Criteo in the wider ecommerce marketing stack
Criteo sits in the performance-advertising layer of an ecommerce stack. It accompanies an ecommerce platform (Shopify, Magento, WooCommerce, etc.), GA4 (often with ecommerce tracking), frequently the Meta Pixel and Google Ads tags for multi-platform retargeting, an email/SMS retention tool (Klaviyo), and a consent-management platform (ad cookies require consent). The funnel events Criteo fires mirror the ecommerce events fed to the other platforms. For an auditor, the valuable details are the Criteo account, which funnel events fire, which other advertiser tags accompany it, and the ecommerce platform and retention tools present; together these reveal a performance-marketing-driven online retailer and the breadth of its acquisition and retargeting strategy.

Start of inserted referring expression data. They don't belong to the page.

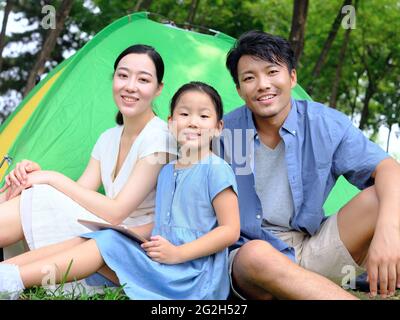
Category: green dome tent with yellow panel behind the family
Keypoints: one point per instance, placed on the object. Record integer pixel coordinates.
(58, 123)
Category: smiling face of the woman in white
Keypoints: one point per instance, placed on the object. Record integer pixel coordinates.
(135, 84)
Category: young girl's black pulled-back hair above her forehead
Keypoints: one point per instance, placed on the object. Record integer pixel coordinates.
(202, 87)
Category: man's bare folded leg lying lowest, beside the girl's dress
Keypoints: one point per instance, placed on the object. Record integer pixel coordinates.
(260, 271)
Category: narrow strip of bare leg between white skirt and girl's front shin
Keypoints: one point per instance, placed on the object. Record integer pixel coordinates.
(44, 252)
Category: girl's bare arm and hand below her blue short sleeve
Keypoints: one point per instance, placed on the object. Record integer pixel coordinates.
(227, 233)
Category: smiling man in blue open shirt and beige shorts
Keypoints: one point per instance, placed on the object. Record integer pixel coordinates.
(294, 152)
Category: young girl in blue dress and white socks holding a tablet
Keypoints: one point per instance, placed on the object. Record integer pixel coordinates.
(197, 218)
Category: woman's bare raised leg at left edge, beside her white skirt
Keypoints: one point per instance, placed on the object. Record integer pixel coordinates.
(10, 222)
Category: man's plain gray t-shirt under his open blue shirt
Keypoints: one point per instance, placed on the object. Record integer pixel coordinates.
(272, 187)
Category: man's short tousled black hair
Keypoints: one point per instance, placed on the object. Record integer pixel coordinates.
(262, 45)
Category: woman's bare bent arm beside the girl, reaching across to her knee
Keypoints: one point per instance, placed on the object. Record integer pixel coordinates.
(141, 181)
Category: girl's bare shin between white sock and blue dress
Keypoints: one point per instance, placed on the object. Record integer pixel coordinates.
(86, 259)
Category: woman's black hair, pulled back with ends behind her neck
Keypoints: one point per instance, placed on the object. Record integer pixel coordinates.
(153, 55)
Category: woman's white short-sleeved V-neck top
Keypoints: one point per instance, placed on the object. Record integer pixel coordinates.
(155, 137)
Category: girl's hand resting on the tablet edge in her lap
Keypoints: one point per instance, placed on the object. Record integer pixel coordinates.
(161, 250)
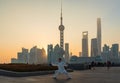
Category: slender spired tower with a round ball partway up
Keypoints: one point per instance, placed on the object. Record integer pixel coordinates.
(61, 28)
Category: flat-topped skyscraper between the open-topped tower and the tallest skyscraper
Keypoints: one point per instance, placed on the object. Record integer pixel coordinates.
(94, 49)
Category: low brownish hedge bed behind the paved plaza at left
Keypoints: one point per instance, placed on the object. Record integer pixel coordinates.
(27, 67)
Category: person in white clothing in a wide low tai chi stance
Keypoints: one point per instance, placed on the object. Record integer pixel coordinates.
(61, 69)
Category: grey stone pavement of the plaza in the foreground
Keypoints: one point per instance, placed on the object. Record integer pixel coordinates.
(99, 75)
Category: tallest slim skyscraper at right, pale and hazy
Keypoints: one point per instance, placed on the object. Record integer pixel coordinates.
(99, 35)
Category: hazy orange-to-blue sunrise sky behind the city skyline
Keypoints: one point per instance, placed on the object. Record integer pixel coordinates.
(30, 23)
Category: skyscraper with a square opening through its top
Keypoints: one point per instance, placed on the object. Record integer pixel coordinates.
(85, 44)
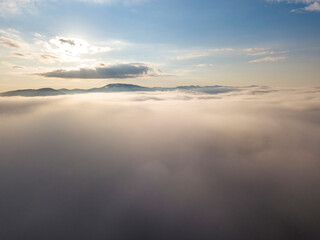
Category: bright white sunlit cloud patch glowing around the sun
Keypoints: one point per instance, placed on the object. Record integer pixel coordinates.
(55, 50)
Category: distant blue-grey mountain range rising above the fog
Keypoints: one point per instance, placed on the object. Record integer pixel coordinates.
(118, 87)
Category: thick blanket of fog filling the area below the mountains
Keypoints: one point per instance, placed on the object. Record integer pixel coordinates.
(161, 165)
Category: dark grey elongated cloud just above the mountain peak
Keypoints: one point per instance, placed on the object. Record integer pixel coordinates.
(132, 70)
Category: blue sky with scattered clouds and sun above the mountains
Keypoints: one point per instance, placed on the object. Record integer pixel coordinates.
(84, 44)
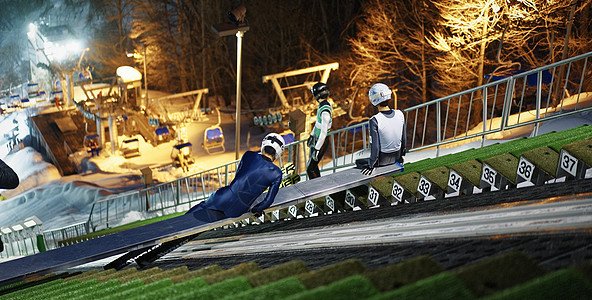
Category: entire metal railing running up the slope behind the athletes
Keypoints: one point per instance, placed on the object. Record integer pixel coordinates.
(525, 99)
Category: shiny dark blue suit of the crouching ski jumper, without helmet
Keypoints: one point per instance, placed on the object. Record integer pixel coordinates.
(255, 174)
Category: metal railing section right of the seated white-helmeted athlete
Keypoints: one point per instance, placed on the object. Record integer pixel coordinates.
(525, 99)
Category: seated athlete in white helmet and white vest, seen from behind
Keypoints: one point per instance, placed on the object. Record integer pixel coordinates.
(388, 137)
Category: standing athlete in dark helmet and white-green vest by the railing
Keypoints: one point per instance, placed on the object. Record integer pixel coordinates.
(317, 142)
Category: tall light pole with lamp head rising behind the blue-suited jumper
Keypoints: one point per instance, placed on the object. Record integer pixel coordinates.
(238, 27)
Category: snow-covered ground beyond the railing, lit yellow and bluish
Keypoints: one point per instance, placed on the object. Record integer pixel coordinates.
(62, 201)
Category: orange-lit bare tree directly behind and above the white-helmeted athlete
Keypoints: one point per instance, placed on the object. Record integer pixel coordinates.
(391, 43)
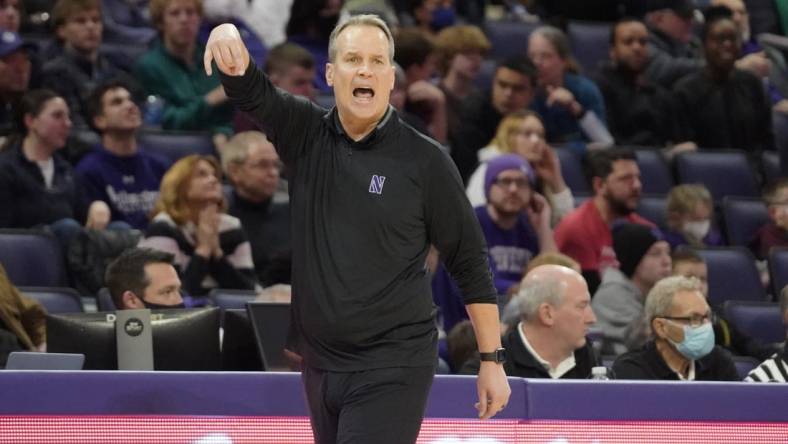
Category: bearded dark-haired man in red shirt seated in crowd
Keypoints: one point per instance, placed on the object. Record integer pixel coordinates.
(584, 234)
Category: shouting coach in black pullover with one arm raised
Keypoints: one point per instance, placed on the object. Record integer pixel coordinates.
(368, 196)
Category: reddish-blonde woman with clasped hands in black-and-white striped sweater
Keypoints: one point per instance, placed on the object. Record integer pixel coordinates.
(210, 247)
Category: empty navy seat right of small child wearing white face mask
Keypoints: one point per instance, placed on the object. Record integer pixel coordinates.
(742, 218)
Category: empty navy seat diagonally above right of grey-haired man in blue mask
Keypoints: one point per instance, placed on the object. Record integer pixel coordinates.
(732, 275)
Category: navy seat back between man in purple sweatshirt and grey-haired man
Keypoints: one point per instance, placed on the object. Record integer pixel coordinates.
(173, 145)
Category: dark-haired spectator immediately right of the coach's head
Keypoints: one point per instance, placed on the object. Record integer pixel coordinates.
(416, 55)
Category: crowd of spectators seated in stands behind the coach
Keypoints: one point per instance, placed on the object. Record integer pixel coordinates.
(678, 79)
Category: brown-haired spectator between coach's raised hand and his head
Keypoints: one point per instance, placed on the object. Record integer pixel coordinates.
(289, 67)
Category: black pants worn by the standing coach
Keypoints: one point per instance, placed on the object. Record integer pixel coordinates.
(372, 406)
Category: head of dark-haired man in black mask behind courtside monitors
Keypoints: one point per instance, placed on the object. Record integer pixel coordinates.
(144, 278)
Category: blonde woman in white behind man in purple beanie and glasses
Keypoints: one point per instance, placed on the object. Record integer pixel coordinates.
(522, 133)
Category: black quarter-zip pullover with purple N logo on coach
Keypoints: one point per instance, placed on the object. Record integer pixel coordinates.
(363, 215)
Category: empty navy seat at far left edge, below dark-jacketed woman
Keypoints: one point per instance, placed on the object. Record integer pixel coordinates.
(32, 258)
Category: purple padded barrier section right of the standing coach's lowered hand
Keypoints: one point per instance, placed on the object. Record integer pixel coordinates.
(656, 400)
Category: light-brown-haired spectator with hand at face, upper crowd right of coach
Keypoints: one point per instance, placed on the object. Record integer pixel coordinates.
(461, 50)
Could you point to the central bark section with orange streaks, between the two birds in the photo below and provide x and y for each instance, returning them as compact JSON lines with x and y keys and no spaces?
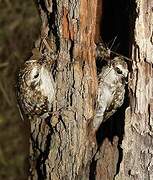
{"x":63,"y":145}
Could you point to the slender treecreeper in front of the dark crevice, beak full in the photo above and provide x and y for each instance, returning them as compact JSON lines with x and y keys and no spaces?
{"x":111,"y":86}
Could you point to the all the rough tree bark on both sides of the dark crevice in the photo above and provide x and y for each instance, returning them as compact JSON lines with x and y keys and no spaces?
{"x":65,"y":146}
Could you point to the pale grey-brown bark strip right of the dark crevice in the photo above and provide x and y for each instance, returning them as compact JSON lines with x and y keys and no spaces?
{"x":137,"y":162}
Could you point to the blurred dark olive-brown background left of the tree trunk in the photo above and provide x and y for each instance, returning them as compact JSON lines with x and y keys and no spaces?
{"x":19,"y":28}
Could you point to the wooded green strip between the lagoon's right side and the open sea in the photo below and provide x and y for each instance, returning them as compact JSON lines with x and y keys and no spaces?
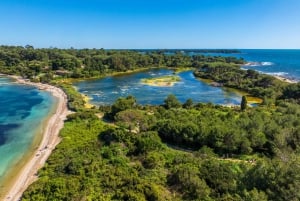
{"x":269,"y":88}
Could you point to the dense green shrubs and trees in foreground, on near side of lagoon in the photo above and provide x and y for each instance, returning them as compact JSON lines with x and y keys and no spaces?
{"x":175,"y":152}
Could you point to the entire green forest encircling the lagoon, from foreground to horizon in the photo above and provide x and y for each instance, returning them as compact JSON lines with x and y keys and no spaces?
{"x":175,"y":151}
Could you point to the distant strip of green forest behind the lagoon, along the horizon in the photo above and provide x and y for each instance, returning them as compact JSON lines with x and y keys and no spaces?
{"x":46,"y":64}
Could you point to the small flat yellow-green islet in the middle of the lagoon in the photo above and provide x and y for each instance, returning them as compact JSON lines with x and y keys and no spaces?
{"x":164,"y":81}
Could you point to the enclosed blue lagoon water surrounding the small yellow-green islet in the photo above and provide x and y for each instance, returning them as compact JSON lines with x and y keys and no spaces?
{"x":105,"y":91}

A quick Criteo confirmation walkthrough
Open the store (ideally a product page) with developer tools on the Network panel and filter for criteo. Look for the OneTag from static.criteo.net and tracking to criteo.com/criteo.net. In the console, type criteo_q to confirm the array. On a product page you should see a viewItem event; check the cart and (if possible) a confirmation page for viewBasket and the sale event. View the source for criteo and criteo_q.push calls. The static.criteo.net tag or the criteo_q array confirms Criteo.

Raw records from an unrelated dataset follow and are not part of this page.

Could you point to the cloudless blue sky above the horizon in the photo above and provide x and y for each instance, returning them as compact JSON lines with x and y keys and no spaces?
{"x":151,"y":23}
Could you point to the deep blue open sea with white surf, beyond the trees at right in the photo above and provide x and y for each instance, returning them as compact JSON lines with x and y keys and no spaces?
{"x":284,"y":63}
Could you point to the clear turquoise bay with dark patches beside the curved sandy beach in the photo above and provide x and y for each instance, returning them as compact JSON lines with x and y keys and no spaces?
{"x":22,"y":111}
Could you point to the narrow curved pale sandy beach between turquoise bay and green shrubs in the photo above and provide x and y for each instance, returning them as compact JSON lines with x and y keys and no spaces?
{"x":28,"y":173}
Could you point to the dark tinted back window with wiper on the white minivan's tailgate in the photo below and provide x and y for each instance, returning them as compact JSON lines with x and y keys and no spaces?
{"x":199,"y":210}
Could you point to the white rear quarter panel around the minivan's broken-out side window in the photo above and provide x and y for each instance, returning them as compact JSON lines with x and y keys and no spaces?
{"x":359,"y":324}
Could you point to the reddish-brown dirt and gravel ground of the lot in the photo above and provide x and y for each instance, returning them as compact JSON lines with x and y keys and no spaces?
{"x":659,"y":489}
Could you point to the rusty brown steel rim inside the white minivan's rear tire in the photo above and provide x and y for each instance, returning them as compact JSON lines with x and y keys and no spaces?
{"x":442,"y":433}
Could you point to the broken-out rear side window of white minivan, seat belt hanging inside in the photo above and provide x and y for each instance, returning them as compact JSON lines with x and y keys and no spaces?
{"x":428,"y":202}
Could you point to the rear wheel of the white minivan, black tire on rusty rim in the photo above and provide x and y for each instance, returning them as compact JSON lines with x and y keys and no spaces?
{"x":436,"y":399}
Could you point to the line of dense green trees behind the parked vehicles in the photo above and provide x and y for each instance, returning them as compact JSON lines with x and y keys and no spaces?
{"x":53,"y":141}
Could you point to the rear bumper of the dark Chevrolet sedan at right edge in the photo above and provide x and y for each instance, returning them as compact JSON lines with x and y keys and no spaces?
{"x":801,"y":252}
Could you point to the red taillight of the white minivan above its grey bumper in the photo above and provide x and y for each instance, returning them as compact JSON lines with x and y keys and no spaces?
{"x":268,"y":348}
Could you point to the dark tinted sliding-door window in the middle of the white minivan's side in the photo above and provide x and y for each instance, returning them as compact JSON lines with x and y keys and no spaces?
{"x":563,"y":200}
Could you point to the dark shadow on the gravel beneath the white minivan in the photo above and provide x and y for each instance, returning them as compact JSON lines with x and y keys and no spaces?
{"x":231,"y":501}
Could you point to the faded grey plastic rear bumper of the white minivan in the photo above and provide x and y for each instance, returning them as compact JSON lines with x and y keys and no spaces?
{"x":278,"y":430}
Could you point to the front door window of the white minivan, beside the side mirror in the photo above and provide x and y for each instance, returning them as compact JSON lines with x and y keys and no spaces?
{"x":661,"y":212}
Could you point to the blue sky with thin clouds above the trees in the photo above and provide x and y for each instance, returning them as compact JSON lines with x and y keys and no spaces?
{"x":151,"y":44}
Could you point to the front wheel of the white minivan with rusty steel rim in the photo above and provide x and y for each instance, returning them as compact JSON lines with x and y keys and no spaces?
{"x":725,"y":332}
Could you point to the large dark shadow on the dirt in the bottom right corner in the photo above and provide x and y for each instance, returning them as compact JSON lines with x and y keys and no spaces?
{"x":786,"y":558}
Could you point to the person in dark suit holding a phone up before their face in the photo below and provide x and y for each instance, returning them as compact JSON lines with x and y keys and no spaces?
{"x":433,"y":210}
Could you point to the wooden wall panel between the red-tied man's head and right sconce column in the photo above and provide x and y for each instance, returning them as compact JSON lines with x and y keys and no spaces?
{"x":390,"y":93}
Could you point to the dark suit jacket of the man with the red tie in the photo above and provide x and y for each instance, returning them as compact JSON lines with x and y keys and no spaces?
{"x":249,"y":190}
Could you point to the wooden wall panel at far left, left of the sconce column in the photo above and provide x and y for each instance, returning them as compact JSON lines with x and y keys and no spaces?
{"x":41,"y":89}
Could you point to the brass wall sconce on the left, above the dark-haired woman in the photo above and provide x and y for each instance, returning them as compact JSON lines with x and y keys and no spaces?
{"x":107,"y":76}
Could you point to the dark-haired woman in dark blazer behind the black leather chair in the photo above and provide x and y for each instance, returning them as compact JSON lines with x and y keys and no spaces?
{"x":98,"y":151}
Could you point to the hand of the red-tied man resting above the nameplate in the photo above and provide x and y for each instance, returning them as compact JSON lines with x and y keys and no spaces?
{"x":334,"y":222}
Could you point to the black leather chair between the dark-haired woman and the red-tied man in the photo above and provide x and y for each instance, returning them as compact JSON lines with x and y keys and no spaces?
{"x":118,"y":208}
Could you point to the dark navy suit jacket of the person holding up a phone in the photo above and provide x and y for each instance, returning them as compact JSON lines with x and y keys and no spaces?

A quick Criteo detection checklist
- Filter the Network tab for
criteo; thestatic.criteo.netOneTag is conclusive. - Type
criteo_qin the console to confirm the event array. - View source for
criteo_q.push({event:...})funnel events. - Check product/cart/confirmation pages for
viewItem/viewBasket/sale events. - Distinguish Criteo (
criteo_q,static.criteo.net) from Google Ads (AW-) and the Meta Pixel (fbq). - Note the ecommerce platform and other advertiser tags for the full picture.
Detecting Criteo at scale
Checking one site is quick, but mapping retargeting adoption across many domains — to find ad-spending ecommerce businesses — calls for automation. StackOptic detects Criteo and thousands of other technologies from a real browser, reading the OneTag, the event queue and tracking traffic. Because Criteo so specifically marks an ecommerce business investing in retargeting, a market-wide scan for it builds a clean list of performance-marketing-driven online retailers — exactly the accounts that buy ecommerce ad-tech, CRO and retention tools. For related reading, see our guides to telling if a website uses the Meta (Facebook) Pixel and finding out what ecommerce platform a website uses, and the full Criteo technology profile.
Frequently asked questions
What is the fastest way to tell if a site uses Criteo?

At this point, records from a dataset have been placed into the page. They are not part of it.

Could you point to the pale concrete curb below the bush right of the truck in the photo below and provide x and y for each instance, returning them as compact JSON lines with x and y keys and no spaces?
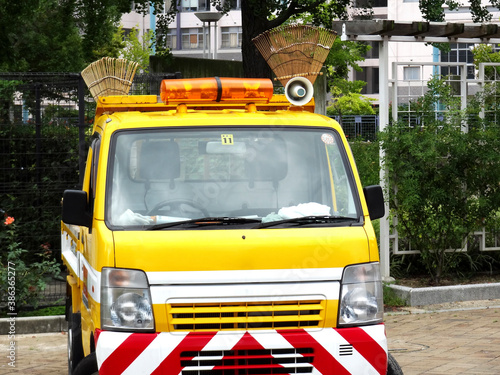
{"x":445,"y":294}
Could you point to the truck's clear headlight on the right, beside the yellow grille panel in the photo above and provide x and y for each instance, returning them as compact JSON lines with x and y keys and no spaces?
{"x":361,"y":298}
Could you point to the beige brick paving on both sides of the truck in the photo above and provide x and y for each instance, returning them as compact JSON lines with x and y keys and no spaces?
{"x":462,"y":338}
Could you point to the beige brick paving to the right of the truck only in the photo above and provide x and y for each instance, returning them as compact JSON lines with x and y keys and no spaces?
{"x":460,"y":340}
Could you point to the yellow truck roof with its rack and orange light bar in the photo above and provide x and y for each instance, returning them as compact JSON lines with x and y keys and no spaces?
{"x":213,"y":101}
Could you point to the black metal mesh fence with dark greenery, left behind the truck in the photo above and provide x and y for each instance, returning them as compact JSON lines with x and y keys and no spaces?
{"x":45,"y":125}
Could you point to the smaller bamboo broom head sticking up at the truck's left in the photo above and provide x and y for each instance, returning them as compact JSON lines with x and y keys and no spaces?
{"x":109,"y":76}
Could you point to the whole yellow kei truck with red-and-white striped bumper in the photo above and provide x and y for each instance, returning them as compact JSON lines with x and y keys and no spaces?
{"x":221,"y":230}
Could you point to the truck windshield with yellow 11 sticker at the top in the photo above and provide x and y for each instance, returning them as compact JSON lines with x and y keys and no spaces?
{"x":261,"y":175}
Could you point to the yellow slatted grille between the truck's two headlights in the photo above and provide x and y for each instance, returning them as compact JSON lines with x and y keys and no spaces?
{"x":244,"y":316}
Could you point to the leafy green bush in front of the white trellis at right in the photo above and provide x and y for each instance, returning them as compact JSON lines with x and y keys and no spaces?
{"x":445,"y":177}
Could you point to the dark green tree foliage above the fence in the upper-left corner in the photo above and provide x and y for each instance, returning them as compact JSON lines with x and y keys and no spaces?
{"x":57,"y":35}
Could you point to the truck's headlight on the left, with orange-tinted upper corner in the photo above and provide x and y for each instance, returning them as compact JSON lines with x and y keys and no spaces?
{"x":125,"y":300}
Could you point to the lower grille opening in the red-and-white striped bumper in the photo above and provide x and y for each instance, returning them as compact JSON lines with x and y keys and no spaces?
{"x":255,"y":362}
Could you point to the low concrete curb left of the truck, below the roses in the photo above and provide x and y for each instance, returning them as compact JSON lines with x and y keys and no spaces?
{"x":37,"y":324}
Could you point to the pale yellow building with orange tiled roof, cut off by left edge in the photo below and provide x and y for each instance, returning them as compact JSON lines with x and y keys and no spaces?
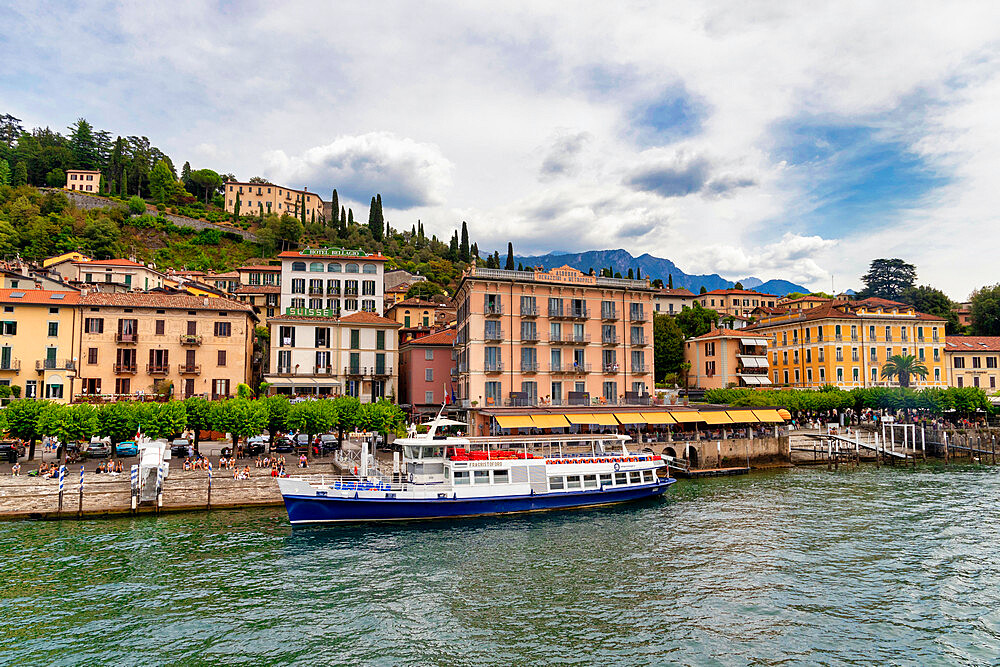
{"x":37,"y":332}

Open the Network tab and filter for 'criteo'. You will see the OneTag load from static.criteo.net and tracking requests to criteo.com / criteo.net. In the source, the global window.criteo_q array and criteo_q.push events confirm Criteo.
What is the criteo_q array?
window.criteo_q is the global command array Criteo's OneTag uses to queue events such as page views, product views, basket contents and sales (e.g. window.criteo_q.push({event:'viewItem', item:'123'})). Finding criteo_q, alongside the static.criteo.net tag, confirms Criteo.
What is the Criteo OneTag?
OneTag is Criteo's unified JavaScript tag, loaded from static.criteo.net, that handles event collection and retargeting across a site. It replaced Criteo's older separate loader and event tags. Seeing the static.criteo.net OneTag is a definitive Criteo signal.
Where does Criteo deploy its events?
Criteo is typically deployed across ecommerce funnels: a homepage/category view event, a product (viewItem) event, a basket (viewBasket) event, and a sales (trackTransaction) event on the confirmation page. These events feed Criteo's retargeting, so you will often see different criteo_q events on different page types.
What does it mean if a site uses Criteo?
Criteo is a retargeting and performance-advertising platform focused on ecommerce. Finding it signals a retail or ecommerce business running retargeting campaigns to bring shoppers back, indicating active investment in performance display advertising.